A potential brain drain as baby boomers leave the workforce has led at least one company to carve out a role linking aging scientists and engineers with companies in need of their talents.

"When they retire they find themselves wanting to remain engaged," said Brad Lawson, chief executive of Indianapolis-based YourEncore. "We provide them with an outlet."

As it turns out, a lot of employers wish to engage their services, typically for short-term projects. Started in 2003 with early support from Procter & Gamble Co., Eli Lilly & Co. and Boeing Co., YourEncore has expanded to a network of more than 22 companies in a growing range of industries, including medical devices, food and defense.

At the same time, its pool of retirees has grown from 300 to 3,000.

The tale underscores the reality that individuals with coveted technical skills -- even those who have reached retirement age -- remain valued commodities.

In one case, the firm linked a retired rocket scientist who was an expert in avalanche prediction with a consumer products company that wanted to reduce the clumps in its powdered detergent. In another, it hooked up a retired expert on miniature electric motors with a company that wanted to develop such a motor for a hand-held appliance.

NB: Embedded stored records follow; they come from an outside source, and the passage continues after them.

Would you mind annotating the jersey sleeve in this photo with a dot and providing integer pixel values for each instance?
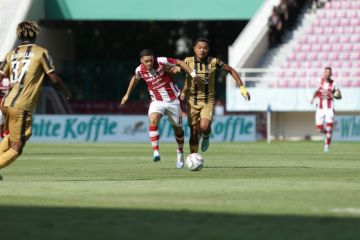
(137, 73)
(219, 64)
(167, 61)
(47, 62)
(5, 67)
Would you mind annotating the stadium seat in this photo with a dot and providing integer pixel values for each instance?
(355, 56)
(333, 39)
(344, 56)
(346, 64)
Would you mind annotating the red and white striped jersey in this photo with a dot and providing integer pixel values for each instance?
(160, 84)
(323, 90)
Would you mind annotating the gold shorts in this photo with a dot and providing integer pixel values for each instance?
(199, 111)
(18, 122)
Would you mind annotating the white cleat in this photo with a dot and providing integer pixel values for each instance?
(326, 148)
(156, 156)
(179, 159)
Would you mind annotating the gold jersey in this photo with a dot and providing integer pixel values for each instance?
(202, 91)
(25, 66)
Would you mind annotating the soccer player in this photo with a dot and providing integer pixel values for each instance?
(325, 105)
(164, 95)
(4, 89)
(200, 95)
(25, 66)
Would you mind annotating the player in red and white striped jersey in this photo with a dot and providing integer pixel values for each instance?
(164, 95)
(325, 105)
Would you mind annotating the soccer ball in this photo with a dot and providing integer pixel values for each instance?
(194, 162)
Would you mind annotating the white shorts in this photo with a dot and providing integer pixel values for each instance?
(171, 109)
(324, 115)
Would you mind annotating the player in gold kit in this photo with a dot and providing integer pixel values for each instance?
(25, 66)
(200, 95)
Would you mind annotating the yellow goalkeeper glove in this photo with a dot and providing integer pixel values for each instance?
(245, 93)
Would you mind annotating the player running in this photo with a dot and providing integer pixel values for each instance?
(25, 66)
(4, 89)
(200, 95)
(164, 98)
(325, 105)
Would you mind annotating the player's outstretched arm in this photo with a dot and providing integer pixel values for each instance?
(133, 82)
(237, 79)
(314, 96)
(182, 94)
(59, 84)
(187, 69)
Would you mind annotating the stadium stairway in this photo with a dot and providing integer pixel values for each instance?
(328, 37)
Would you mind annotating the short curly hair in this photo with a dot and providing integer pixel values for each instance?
(27, 31)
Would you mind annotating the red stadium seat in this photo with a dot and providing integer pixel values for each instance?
(355, 56)
(344, 56)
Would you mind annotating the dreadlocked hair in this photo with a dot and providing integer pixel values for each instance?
(27, 31)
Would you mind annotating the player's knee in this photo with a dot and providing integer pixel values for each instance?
(17, 146)
(320, 128)
(329, 127)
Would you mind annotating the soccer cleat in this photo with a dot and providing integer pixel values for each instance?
(205, 144)
(326, 148)
(156, 156)
(179, 159)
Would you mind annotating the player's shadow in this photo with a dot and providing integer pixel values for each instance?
(37, 223)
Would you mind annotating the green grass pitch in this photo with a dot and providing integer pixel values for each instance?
(283, 190)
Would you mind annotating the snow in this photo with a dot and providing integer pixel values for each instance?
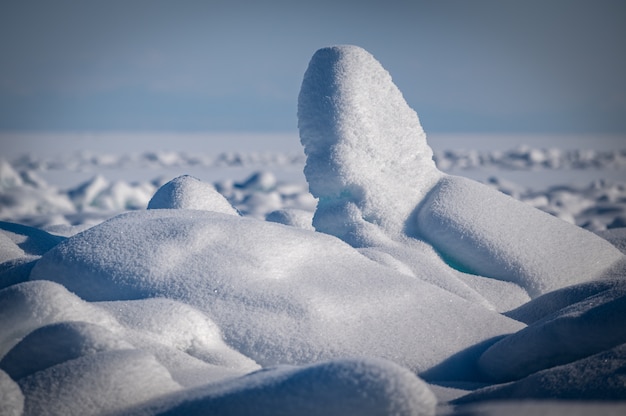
(392, 287)
(186, 192)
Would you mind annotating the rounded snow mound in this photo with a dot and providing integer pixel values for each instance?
(187, 192)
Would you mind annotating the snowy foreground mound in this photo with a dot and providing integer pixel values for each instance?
(409, 292)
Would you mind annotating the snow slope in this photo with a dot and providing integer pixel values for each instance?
(393, 288)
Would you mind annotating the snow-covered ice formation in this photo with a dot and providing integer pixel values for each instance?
(408, 291)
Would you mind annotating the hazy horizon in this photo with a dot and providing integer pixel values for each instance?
(483, 66)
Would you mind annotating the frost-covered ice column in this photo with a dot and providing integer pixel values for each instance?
(367, 157)
(370, 166)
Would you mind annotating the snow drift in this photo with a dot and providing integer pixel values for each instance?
(410, 276)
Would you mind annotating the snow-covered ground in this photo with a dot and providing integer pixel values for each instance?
(369, 276)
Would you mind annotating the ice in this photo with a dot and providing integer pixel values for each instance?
(367, 156)
(599, 377)
(278, 293)
(187, 192)
(340, 387)
(27, 306)
(392, 287)
(583, 328)
(487, 233)
(11, 397)
(179, 326)
(112, 380)
(56, 343)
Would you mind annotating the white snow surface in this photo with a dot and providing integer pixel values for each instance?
(392, 288)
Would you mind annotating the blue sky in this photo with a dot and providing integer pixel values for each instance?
(554, 66)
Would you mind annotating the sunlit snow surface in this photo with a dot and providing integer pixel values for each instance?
(196, 274)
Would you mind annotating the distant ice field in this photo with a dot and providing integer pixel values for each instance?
(580, 178)
(70, 158)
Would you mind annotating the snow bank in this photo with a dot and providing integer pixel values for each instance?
(598, 377)
(340, 387)
(187, 192)
(366, 151)
(279, 294)
(190, 308)
(491, 234)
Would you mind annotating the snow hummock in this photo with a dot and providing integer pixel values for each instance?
(187, 192)
(406, 291)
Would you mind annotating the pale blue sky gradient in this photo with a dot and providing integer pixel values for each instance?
(465, 66)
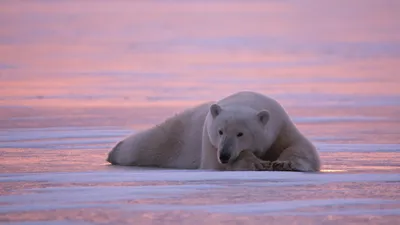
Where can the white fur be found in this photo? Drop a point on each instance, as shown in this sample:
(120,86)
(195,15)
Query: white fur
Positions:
(191,139)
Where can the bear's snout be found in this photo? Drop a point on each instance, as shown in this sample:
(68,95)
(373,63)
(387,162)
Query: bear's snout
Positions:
(224,157)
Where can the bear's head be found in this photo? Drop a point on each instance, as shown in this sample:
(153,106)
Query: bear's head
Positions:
(234,129)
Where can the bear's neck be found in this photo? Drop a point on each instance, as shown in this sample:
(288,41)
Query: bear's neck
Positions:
(283,140)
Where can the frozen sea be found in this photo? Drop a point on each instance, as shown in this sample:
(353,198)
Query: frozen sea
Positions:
(77,76)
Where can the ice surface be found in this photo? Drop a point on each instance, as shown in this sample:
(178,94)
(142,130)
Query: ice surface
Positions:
(78,76)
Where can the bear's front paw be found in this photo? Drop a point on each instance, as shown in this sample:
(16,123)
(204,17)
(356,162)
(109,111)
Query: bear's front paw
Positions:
(282,166)
(247,161)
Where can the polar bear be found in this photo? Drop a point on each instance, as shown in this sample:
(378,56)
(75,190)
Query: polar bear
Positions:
(243,131)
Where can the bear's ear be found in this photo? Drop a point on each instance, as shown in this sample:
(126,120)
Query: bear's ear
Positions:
(263,116)
(215,110)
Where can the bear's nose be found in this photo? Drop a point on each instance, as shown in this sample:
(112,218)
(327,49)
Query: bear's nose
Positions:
(224,157)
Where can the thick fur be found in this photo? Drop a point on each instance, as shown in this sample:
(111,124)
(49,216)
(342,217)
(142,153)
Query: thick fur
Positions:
(202,136)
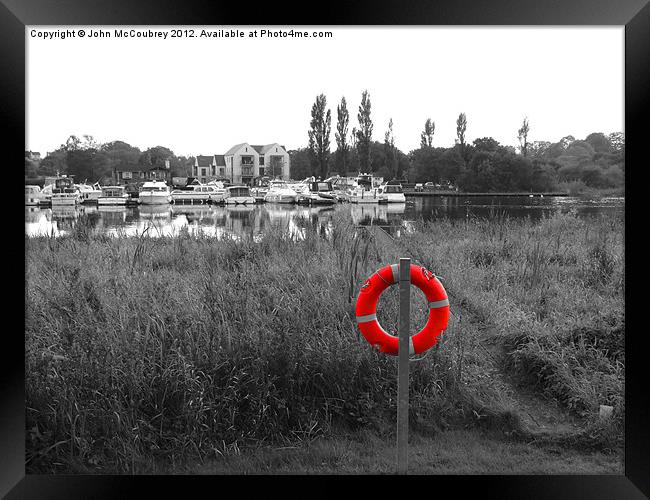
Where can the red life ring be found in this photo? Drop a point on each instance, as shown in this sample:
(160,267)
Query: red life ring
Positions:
(366,309)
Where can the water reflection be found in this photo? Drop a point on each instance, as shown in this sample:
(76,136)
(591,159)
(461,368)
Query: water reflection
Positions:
(251,221)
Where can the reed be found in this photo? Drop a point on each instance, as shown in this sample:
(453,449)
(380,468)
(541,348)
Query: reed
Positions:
(148,349)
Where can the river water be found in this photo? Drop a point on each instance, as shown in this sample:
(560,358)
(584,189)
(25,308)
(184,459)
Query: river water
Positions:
(214,220)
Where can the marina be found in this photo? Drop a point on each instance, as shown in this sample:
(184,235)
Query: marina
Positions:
(242,220)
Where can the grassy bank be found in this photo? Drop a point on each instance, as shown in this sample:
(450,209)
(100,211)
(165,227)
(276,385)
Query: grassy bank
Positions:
(146,351)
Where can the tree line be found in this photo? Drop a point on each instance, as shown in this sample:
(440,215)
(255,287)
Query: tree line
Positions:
(91,161)
(484,165)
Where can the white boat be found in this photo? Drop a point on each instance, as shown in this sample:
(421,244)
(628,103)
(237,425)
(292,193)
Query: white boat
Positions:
(238,195)
(219,193)
(33,195)
(46,195)
(198,193)
(155,193)
(89,194)
(391,193)
(301,188)
(361,195)
(320,193)
(113,195)
(280,192)
(64,194)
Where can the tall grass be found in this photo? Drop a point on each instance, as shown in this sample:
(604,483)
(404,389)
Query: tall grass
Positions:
(143,349)
(552,294)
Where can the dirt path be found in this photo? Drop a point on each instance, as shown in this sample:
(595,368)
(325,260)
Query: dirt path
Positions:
(541,416)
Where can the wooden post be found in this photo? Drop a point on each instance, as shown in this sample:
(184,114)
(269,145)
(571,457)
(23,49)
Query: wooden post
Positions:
(403,364)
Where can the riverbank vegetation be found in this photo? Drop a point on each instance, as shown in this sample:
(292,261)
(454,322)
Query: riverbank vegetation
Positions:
(148,351)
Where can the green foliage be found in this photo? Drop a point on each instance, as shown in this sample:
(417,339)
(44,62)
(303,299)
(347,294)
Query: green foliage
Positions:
(341,135)
(426,137)
(319,134)
(300,164)
(364,133)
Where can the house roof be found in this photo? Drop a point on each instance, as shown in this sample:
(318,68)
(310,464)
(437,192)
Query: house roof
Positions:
(264,149)
(234,149)
(204,161)
(137,168)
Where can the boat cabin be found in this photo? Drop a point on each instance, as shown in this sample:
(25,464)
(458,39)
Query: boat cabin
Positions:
(238,191)
(64,185)
(320,187)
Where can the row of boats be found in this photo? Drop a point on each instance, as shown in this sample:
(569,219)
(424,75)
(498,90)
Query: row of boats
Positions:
(362,189)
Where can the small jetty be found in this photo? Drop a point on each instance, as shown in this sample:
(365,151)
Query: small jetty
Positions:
(413,192)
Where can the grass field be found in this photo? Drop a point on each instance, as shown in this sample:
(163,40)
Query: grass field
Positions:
(194,354)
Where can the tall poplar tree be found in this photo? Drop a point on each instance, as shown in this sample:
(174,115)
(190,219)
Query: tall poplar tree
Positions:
(426,137)
(522,135)
(461,127)
(341,134)
(364,134)
(319,134)
(389,147)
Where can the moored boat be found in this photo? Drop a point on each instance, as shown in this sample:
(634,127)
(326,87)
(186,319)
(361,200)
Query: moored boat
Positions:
(155,193)
(238,195)
(113,195)
(391,193)
(64,194)
(33,195)
(320,193)
(280,192)
(198,193)
(361,195)
(89,194)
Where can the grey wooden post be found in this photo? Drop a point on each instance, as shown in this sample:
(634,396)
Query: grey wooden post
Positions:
(403,364)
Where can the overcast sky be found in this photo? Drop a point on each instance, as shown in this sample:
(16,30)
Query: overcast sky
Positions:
(203,95)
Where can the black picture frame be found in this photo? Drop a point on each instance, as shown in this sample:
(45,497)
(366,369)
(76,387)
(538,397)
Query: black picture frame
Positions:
(634,14)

Retirees can register with YourEncore for free by going to

Companies, which pay a fee, may search the database for the expertise they seek. The experts become employees of YourEncore, which pays them at their former wage level adjusted for inflation, plus a 20% premium.

"Really sophisticated, specialized skill is in demand someplace in the world by someone," Lawson said. "Making that connection is what we do for retirees."